All Saints' Church is a Church of England church in Thorney Hill, Hampshire, England. It was built in 1905–06 and has been a Grade I listed building since 1985. A World War I memorial in the churchyard is also Grade II listed.

==History==
All Saints' Church was built at the expense of Lord and Lady Manners as a memorial church to their daughter, Mary Christine, who died of cholera in 1904 during a visit to India. The church served their nearby Avon Tyrrell estate. Designed by the architect Detmar Blow, the foundation stone of the church was laid on 9 October 1905 by Lady Manners and it was built by Messrs Newton of Hitchin, Hertfordshire.

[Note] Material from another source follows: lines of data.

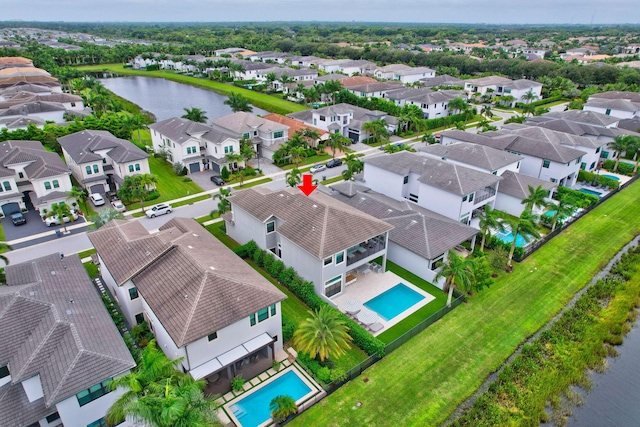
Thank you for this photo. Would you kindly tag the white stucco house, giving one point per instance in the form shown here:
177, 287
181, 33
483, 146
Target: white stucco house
201, 301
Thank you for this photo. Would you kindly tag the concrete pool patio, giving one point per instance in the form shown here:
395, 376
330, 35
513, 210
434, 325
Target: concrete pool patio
369, 285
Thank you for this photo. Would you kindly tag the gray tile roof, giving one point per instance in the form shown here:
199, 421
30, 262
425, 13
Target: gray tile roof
42, 163
193, 283
82, 147
419, 230
446, 176
55, 325
481, 156
517, 184
318, 224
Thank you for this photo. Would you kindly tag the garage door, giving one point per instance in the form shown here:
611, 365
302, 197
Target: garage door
10, 208
194, 167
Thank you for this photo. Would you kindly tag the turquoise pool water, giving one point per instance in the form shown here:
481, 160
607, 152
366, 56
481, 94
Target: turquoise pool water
394, 301
507, 237
593, 193
253, 409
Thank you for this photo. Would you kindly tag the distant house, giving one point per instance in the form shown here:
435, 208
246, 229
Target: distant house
320, 237
99, 161
28, 171
203, 303
60, 348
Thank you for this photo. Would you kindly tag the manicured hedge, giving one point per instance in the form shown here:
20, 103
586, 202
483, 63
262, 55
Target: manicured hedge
304, 290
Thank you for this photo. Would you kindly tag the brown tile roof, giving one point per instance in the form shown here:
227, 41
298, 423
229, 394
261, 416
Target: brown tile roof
318, 224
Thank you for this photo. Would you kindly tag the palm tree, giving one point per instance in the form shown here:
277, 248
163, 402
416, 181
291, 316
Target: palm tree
490, 219
536, 198
458, 271
62, 210
237, 102
195, 115
323, 334
282, 407
525, 226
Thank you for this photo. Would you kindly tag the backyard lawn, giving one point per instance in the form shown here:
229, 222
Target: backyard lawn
423, 382
260, 100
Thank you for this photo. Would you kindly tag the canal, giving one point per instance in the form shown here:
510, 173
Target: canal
166, 99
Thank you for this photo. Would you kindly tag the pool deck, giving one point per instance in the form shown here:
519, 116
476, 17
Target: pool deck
370, 285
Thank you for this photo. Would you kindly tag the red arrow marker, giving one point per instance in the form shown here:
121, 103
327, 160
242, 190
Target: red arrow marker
307, 186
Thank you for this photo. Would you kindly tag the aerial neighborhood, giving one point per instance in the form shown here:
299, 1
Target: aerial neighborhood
244, 266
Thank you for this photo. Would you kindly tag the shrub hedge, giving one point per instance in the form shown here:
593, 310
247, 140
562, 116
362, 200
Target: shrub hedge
304, 290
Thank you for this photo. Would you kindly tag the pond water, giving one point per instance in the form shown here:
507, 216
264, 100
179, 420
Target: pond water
166, 99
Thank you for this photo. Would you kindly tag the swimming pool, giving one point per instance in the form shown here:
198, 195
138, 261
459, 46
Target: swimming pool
593, 193
253, 409
394, 301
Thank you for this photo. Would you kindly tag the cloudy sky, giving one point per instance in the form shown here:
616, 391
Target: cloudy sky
459, 11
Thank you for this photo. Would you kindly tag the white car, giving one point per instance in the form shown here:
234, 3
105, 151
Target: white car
54, 220
160, 209
96, 199
317, 168
118, 205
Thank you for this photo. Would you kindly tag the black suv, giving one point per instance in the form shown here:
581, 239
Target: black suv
333, 163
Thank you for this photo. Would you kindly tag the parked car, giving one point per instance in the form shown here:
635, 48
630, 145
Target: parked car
160, 209
18, 218
118, 205
54, 220
333, 163
217, 180
96, 199
317, 168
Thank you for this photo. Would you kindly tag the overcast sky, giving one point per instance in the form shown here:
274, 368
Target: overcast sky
450, 11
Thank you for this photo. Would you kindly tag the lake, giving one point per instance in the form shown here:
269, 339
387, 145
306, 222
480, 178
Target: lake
166, 99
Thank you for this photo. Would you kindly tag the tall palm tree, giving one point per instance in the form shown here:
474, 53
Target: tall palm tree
237, 102
490, 219
282, 407
323, 334
525, 226
195, 115
458, 271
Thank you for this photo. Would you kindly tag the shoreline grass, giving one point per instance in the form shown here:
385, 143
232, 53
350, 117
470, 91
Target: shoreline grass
260, 100
424, 381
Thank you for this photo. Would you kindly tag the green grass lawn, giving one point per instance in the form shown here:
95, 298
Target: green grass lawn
425, 380
260, 100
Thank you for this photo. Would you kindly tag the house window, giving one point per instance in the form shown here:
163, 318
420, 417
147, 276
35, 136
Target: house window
98, 423
51, 418
93, 393
333, 286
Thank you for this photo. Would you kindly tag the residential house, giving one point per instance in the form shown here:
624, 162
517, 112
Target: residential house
202, 302
321, 238
263, 133
99, 161
623, 105
60, 348
501, 86
195, 145
434, 104
28, 171
444, 187
346, 119
420, 240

The church was dedicated by the Bishop of Winchester, Herbert Edward Ryle, on 17 October 1906, and the church then began serving the population of Thorney Hill, Bransgore and other localities. A special service was held on 8 October 2006 by the Bishop of Winchester, Michael Scott-Joynt, to commemorate the church's centenary.

==Architecture==
All Saints', described by Historic England as a "remarkable Edwardian Baroque church", is built of Caen stone and rendered brick. The aluminum roof features a cupola on the western side. The church was designed to seat approximately 100 persons. Notable features of the interior include a bronze effigy of the Manners' son, John, killed in action in 1914, a mural painted in 1922 by Phoebe Anna Traquair in memory of Lady Manners, who died in 1920 and work by Eric Gill.